Lydon’s predicament illustrates the point. The court concludes that the evidence introduced at Lydon’s trial failed to pass muster under the rule of Jackson v. Virginia, 443 U.S. 307, 99 S.Ct. 2781, 61 L.Ed.2d 560 (1979). Yet the two-tier system, were it permitted to run its course, would surely correct the error. Of course, part of the process involves Lydon’s submission to a second trial. But the second trial typically poses little threat that the Commonwealth will present new, more substantial evidence; indeed, a review of the record suggests that there is probably no effective way to supply evidence of intent. And even if this were to occur in isolated cases, the result is hardly so unfair, when weighed against the system’s countervailing benefits to defendants as a whole, as to warrant restructuring the whole system.

Finally, I return to the point first made— that the two-tier system was not imposed on Lydon. Lydon’s submission to a second *13trial is part of the bargain he struck with the Commonwealth when he chose the two-tier system with its distinct advantages as well as this one disadvantage. The Commonwealth requires a defendant who wishes to be tried in the two-tier system to sign a written waiver of his right to trial by jury. At the time Lydon signed the waiver he was represented — as the Commonwealth requires1 — by an attorney whose competence is undisputed. Any attorney, and indeed most clients, would know that in choosing the two-tier system, a defendant surrenders his right to challenge legal errors committed in the initial proceeding; in place of this right, he obtains the more important right to require a trial de novo, after which, of course, there is the conventional appellate process. See Mann v. Commonwealth, 359 Mass. 661, 664, 271 N.E.2d 331, 333-34 (1971). Lydon has never asserted that he lacked knowledge of the limited right of appeal in the two-tier system. Thus, we may assume that he had a sufficient practical understanding of the consequences of his choice.

This court nonetheless holds that Lydon’s intelligent, informed decision to be tried in the two-tier system did not constitute a waiver of his right to challenge the sufficiency of the evidence at his bench trial. The court does not conclude that the right is so fundamental as to defy any form of waiver. Rather it holds that Lydon’s decision did not constitute an “intentional relinquishment of a known right.” Johnson v. Zerbst, 304 U.S. 458, 464, 58 S.Ct. 1019, 1023, 82 L.Ed. 1461 (1938). In so concluding, the court implies that a written waiver of the right would pass constitutional muster.

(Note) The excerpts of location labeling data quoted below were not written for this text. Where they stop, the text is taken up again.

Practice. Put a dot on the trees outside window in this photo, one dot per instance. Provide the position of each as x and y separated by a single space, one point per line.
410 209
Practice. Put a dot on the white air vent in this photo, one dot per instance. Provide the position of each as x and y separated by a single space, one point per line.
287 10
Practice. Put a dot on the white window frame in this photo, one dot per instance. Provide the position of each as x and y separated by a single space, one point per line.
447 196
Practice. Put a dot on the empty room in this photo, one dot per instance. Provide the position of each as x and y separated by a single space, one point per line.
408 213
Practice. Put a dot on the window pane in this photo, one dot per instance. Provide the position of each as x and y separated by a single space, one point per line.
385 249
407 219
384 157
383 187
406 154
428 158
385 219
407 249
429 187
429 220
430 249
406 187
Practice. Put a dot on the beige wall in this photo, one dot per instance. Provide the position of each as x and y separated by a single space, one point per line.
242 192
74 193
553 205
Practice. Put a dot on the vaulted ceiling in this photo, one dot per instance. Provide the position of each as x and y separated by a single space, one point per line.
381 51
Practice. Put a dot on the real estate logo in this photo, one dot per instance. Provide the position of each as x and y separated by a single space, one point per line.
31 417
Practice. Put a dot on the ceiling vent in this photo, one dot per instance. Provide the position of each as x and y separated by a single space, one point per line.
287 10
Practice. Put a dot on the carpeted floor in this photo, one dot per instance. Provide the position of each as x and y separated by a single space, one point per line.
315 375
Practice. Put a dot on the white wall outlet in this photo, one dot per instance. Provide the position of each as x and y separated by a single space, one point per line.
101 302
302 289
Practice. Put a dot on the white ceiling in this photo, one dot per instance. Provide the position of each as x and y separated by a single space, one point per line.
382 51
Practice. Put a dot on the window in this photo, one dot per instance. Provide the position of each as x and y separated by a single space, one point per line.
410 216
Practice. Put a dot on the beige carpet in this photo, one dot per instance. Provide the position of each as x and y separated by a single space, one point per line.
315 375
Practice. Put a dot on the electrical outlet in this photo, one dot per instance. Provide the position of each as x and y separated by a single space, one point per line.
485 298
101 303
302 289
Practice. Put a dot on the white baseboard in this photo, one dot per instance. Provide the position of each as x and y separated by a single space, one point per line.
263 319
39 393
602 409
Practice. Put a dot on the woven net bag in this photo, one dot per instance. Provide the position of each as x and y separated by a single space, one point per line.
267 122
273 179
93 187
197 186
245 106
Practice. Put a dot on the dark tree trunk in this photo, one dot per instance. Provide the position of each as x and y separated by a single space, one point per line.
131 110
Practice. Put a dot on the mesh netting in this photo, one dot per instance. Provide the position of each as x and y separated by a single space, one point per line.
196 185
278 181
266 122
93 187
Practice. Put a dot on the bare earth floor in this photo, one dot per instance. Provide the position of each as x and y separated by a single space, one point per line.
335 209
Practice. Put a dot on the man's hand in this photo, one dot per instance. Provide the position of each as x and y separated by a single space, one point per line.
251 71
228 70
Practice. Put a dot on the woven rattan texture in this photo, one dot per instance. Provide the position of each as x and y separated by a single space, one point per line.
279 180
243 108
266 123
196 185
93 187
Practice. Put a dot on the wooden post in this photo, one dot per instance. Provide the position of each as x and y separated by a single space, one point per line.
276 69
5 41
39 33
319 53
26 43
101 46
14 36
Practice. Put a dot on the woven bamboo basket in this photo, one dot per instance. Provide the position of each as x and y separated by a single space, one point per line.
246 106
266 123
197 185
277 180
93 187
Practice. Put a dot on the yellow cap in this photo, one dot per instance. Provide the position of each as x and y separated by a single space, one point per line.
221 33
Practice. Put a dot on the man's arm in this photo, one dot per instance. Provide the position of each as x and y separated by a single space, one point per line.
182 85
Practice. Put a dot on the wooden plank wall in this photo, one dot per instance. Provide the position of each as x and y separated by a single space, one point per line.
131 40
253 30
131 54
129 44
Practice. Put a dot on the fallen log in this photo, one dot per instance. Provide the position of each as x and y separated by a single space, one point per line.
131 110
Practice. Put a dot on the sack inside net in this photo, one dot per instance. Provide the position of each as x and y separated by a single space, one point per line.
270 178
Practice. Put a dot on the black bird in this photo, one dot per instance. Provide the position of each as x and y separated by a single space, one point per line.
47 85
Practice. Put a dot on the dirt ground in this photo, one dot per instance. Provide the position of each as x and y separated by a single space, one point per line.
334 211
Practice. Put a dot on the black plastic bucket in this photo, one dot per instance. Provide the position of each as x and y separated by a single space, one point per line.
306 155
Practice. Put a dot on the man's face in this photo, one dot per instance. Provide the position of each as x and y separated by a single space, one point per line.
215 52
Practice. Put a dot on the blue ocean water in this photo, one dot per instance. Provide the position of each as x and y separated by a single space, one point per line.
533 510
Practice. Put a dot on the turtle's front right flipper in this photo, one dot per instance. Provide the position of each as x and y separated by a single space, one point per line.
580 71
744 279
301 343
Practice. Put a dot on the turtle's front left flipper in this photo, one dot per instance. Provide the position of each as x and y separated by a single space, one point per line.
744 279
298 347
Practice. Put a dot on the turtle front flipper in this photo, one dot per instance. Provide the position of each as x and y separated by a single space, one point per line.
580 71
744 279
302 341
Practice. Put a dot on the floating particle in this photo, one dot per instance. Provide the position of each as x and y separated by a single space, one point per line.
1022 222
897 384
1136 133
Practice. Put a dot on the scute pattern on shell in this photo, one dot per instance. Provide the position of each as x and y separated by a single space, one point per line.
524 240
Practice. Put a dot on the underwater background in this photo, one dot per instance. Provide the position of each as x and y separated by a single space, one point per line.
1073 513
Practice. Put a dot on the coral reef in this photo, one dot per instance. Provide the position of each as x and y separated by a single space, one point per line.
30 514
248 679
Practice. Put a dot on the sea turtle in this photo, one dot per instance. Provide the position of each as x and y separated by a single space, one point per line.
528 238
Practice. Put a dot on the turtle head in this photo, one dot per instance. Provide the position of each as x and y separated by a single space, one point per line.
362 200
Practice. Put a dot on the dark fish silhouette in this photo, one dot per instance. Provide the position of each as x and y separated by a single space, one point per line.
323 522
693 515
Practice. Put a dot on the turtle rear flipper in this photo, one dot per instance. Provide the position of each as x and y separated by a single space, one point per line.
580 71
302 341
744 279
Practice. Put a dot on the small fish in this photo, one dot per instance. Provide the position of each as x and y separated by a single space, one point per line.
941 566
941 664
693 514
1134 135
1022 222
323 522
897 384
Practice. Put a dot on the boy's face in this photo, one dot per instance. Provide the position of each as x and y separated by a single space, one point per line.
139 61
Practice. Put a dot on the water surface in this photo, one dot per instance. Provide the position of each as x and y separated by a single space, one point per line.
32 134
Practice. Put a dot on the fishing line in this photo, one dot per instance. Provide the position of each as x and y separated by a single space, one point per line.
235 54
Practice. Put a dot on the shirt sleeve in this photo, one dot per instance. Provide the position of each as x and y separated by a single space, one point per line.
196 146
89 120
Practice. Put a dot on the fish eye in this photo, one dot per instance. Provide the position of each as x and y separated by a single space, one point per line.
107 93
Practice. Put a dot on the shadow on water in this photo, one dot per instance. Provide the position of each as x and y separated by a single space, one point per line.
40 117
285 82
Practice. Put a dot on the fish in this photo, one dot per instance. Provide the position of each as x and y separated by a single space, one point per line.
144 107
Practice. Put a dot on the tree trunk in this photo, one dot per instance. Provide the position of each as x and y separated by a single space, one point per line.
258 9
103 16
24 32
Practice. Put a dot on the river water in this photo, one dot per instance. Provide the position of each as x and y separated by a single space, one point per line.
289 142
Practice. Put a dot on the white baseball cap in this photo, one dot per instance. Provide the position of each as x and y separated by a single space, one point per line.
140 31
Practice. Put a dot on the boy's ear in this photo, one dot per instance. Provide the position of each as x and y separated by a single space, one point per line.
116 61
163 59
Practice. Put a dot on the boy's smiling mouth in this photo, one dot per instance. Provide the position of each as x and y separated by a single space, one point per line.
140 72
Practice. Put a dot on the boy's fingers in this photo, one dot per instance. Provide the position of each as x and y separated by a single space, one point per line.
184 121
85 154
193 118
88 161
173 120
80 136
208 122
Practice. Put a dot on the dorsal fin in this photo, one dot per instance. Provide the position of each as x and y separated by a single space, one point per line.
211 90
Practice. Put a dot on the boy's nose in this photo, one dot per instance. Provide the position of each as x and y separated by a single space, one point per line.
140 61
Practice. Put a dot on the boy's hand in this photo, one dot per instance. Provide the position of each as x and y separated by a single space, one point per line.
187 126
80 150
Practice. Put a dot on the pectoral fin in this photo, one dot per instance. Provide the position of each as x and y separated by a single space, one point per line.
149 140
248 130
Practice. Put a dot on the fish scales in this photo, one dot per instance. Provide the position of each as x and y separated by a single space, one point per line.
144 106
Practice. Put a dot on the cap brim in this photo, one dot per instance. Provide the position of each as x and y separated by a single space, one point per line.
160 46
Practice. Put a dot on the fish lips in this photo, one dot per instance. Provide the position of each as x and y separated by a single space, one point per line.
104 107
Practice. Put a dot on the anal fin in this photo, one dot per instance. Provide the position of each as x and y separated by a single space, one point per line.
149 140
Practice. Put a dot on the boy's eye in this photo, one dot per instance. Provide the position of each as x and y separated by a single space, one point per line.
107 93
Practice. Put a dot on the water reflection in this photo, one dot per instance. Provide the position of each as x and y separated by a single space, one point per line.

Thus, the court invites the Commonwealth to adopt a procedure that insofar as I can determine, would have no practical impact on a defendant’s choice of the two-tier system. Under the suggested written waiver procedures, a defendant would rely heavily on the advice and expertise of his attorney in deciding whether to waive his right to challenge evidentiary sufficiency. In making this strategic choice, the attorney would be called on to weigh precisely the same factors that Lydon’s attorney presumably weighed in this case. The effect of the present opinion is to create the possibility of a host of new technicalities which may vitiate the practical usefulness of the de novo system. I would hold Lydon to the consequences of his choice.

In conclusion, I fear that the court’s decision is a further step in locking the states into rigid, formalistic criminal procedures, without regard to the actual justice or injustice of a given system, merely to satisfy refined, logical principles derived from prior cases decided in other contexts. Such an approach provides employment for attorneys, increases the expense of justice, and enlarges the possibility that a guilty person may get off on a technicality. It does little to advance the cause of justice. The Massachusetts two-tier system must be viewed as a whole, not forced through a strainer developed from cases dealing with a different system. If so viewed, I believe that it does not create double jeopardy. What it does do is provide a practical trial option with many advantages to both sides.

. The Commonwealth requires defendants to be represented by counsel at the time they choose the two-tier system unless they have waived the right to counsel. See Mass.Gen. Laws ch. 218, § 26A.